Marka Pocophone oficjalnie została reaktywowana. Co prawda nigdy nie umarła, ale zbyt długi brak nowości sprawił, że mało kto już o niej pamiętał. Naturalnie dalej mamy do czynienia z modelami Xiaomi (teraz Redmi) w przebraniu. Nie inaczej będzie z POCO F2 Pro, który stanowi odpowiednik Redmi K30 Pro. W lutym oficjalnie poznaliśmy POCO X2, czyli Redmi K30 z innym logiem. Tym razem chciałbym skupić się na mocniejszej propozycji, która przed nami. Otóż europejska cena POCO F2 Pro według plotek będzie stanowić kolejny powód do narzekań na Xiaomi i poboczne marki.

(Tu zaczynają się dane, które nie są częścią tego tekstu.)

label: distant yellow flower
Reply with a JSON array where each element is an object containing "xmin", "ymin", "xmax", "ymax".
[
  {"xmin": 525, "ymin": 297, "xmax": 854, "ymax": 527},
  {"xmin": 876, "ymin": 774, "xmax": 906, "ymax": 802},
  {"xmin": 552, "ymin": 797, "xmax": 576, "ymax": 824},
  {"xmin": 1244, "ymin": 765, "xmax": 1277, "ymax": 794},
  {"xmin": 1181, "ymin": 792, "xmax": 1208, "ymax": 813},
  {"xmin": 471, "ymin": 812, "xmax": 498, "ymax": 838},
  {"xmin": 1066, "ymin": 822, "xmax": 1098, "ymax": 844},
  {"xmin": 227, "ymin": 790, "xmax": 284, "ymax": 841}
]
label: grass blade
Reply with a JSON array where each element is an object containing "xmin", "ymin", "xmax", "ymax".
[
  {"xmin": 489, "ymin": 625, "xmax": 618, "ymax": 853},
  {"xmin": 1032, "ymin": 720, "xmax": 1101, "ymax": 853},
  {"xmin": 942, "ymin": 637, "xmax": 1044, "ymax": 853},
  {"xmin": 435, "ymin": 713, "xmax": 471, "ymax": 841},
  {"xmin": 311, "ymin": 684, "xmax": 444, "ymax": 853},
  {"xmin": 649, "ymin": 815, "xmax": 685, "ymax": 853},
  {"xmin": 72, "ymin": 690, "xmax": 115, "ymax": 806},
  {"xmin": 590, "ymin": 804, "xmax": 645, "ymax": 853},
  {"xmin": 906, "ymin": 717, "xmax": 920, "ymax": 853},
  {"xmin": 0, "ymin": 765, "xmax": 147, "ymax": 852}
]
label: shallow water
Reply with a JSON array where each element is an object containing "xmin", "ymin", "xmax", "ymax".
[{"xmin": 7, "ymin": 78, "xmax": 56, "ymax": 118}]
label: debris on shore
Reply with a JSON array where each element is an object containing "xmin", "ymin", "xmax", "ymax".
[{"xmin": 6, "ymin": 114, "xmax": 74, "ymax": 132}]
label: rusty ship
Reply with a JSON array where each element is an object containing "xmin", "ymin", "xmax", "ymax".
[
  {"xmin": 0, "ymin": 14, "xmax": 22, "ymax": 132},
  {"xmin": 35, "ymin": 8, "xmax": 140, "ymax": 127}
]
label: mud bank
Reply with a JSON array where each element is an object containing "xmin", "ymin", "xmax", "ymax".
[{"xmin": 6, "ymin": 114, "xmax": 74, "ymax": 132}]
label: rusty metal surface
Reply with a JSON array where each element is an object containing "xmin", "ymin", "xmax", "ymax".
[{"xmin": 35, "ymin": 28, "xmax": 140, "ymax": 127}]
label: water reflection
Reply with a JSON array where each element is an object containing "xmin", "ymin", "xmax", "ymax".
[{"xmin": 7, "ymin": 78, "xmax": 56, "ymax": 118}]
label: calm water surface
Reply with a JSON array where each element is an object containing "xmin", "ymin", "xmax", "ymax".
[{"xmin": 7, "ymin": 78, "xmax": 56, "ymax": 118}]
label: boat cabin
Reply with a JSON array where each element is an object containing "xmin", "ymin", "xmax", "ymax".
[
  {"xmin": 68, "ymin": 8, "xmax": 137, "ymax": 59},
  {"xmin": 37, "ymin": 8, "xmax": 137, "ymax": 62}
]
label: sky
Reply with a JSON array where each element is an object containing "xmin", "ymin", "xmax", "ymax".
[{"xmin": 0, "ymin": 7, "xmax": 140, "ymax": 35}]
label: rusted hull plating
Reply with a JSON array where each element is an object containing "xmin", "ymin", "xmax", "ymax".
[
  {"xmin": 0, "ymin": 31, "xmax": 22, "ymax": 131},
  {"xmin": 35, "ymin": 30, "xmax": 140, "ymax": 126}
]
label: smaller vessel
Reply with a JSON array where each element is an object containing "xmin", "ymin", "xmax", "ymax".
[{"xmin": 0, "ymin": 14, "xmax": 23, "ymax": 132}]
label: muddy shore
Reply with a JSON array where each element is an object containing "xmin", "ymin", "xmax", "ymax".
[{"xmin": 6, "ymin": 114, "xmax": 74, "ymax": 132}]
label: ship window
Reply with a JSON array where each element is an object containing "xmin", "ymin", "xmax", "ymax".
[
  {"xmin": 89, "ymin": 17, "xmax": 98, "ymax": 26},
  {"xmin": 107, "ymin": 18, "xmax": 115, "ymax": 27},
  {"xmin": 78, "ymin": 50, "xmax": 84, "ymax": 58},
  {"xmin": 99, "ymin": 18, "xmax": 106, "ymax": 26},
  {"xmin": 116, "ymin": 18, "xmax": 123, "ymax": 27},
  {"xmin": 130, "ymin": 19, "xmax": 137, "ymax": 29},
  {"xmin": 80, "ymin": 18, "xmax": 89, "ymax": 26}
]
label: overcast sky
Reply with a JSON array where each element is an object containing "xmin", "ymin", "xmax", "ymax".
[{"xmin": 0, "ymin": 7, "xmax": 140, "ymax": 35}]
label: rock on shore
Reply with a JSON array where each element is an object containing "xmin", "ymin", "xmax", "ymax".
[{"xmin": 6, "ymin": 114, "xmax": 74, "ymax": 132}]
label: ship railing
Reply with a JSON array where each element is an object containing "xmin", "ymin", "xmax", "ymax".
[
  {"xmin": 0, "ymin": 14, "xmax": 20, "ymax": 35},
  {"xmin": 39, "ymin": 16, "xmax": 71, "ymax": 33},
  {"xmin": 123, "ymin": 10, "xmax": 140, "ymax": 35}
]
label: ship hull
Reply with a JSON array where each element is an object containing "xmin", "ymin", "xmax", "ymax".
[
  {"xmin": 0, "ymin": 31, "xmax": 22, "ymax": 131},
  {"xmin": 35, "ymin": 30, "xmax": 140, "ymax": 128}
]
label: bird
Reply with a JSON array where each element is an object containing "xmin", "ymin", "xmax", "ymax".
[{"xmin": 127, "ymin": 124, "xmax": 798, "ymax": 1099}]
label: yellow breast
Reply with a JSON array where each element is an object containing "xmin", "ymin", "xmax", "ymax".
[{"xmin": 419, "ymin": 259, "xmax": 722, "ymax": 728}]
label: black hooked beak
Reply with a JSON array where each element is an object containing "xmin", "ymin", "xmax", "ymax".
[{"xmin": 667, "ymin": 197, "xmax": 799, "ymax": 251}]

Europejska cena POCO F2 Pro zapowiada się nie do końca rewelacyjnie
Już seria Mi 10 wywołała duże zamieszanie swoją ceną. W tym przypadku pośrednio byłem w stanie obronić Xiaomi, a na pewno zrozumieć postępowania firmy. Mało tego, recenzja Mi 10 Pro, którą dla Was przygotowałem, również pokazuje, że producent daje coś więcej. Tylko POCO F2 Pro, a właściwie Redmi K30 Pro to zupełnie inna marka. Zostały one stworzone specjalnie po to, aby dawać wiele za niewiele. Jednak już zaczynam poniekąd narzekać, a jeszcze nie przedstawiłem Wam punktu wyjścia do tego tekstu. Dlatego według ujawnionych źródeł cena POCO F2 Pro ma w Europie wynosić 649 euro (3000 złotych) za podstawową wersję (6/128 GB) i 749 euro (3450 złotych) za mocniejszą (8/256 GB). W porównaniu do Mi 10 faktycznie jest trochę taniej, ale nie w tym tkwi problem. Otóż spójrzmy, ile kosztuje Redmi K30 Pro w Indiach. Wiadomo, tam zawsze jest taniej. Tylko tym razem różnica jest kolosalna, bo bazowy model Redmi K30 Pro (6/128 GB) kosztuje około 390 euro (1800 złotych), a mocniejszy 480 euro (2200 złotych). Różnicę rzędu 1200 złotych ciężko zrzucić wyłącznie na dodatkowe podatki na Starym Kontynencie.
Zobacz też: Assasin’s Creed Valhalla zapowiedziane!
Niewykluczone, że POCO F2 Pro zawita także do Polski. Zazwyczaj strategia Xiaomi pokazywała, że w naszym kraju było minimalnie taniej w stosunku do innych, europejskich państw. Niemniej widać pewną zależność. Tak jak w zeszłym roku można było spotkać się z narzekaniem na bardzo podobne ceny w portfolio Xiaomi, tak teraz rozstrzał będzie zdecydowanie większy. Gdzie szukać przyczyny? O ile COVID-19 zapewne nie ma tu większego znaczenia, tak po prostu nazwijmy to rozwojem. Teoretycznie można jeszcze mieć gdzieś z tyłu głowy, że to jednak nadal niepotwierdzone ceny.